There are also winners and losers among the shipbuilders: “Order books around the world are full – but that’s primarily due to the Asian shipyards, which are building container ships and LNG tankers”, said Berkvens . Highly specialized shipyards and suppliers in Europe are now pinning their hopes on a comeback in the cruise ship market, business with renewable energies in the offshore segment, and the willingness of shipowners to invest in new technologies.
Back to the roots
Cristina Aleixendri, COO of bound4blue, has her finger on the pulse. “The industry is too focused on green fuels. But there are other sustainable propulsion solutions. Wind as an energy source is freely available – why not take advantage of that?” said Aleixendri. With the automated suction sails of her Spanish start-up, ships could already save 30 to 40 per cent fuel today. For its sustainable commitment, bound4blue is funded by the European Innovation Council. Shipowner Schües in particular is enthusiastic about this approach: “There’s nothing more natural than creating forward movement with wind.” His dream: transporting green ammonia with sail propulsion. For the shipping company, this would be a return to its roots: F. Laeisz made a name for itself over 100 years ago with the Flying P liners. Wind power could thus become an important component of the energy transition on board. The example shows: there are numerous solutions on the table to tackle Mission Zero emissions. “We are ready to invest in technologies. And SMM is exactly the right place to address the complex issues”, said Schües.
Even if they didn’t end up on the same page for every issue, the panellists did agree on one thing: a leading global trade fair like SMM is indispensable in the race against time – and climate change. Host and CEO of HMC Bernd Aufderheide agreed wholeheartedly: “Nothing can take the place of personal contact between industry and other stakeholders. And an intensive exchange of ideas at trade fair stands and conferences is the only thing that will bring us closer to our aim of decarbonization in the shipping industry.”

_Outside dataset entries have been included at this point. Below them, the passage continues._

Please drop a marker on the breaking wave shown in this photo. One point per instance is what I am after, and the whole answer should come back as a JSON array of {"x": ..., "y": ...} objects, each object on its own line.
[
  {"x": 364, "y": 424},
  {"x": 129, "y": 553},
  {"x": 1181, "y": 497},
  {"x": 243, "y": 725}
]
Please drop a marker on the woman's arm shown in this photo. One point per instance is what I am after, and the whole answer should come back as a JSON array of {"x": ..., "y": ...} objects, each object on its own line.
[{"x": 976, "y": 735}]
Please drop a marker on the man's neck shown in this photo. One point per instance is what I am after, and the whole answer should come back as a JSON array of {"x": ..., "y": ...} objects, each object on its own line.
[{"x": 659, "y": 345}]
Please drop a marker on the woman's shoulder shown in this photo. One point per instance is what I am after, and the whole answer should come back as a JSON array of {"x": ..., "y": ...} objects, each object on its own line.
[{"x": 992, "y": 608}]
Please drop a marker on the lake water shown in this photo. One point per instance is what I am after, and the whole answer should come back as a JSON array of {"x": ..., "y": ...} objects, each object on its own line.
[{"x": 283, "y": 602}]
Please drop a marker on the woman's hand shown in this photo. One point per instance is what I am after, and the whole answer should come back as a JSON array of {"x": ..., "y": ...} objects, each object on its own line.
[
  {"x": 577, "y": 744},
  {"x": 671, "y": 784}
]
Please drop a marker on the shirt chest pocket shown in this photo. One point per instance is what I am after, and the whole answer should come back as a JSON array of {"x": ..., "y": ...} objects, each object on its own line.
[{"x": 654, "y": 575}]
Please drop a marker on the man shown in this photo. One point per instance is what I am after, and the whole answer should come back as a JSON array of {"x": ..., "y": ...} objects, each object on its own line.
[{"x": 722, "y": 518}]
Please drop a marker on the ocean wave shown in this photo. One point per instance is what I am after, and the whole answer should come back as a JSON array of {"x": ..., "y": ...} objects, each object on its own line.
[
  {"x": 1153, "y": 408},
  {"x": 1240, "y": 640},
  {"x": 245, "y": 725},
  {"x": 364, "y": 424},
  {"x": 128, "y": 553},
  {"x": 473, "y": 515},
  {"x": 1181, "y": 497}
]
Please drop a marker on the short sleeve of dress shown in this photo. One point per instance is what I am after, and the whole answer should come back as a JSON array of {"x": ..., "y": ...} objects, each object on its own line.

The leading international maritime trade fair will take place in Hamburg from 6 to 9 September 2022. Around 2,000 exhibitors and more than 40,000 visitors from over 100 countries are expected to attend. In eleven exhibition halls, SMM covers the entire value chain of the maritime industry. As a platform for innovation, it brings together leaders from around the world. The 30th SMM focuses on the maritime energy transition, the digital transformation and climate change. The 2021 SMM was held as an online event due to the COVID pandemic. This year, the maritime community will once again gather live on the exhibition campus and in conferences featuring top-ranking panellists.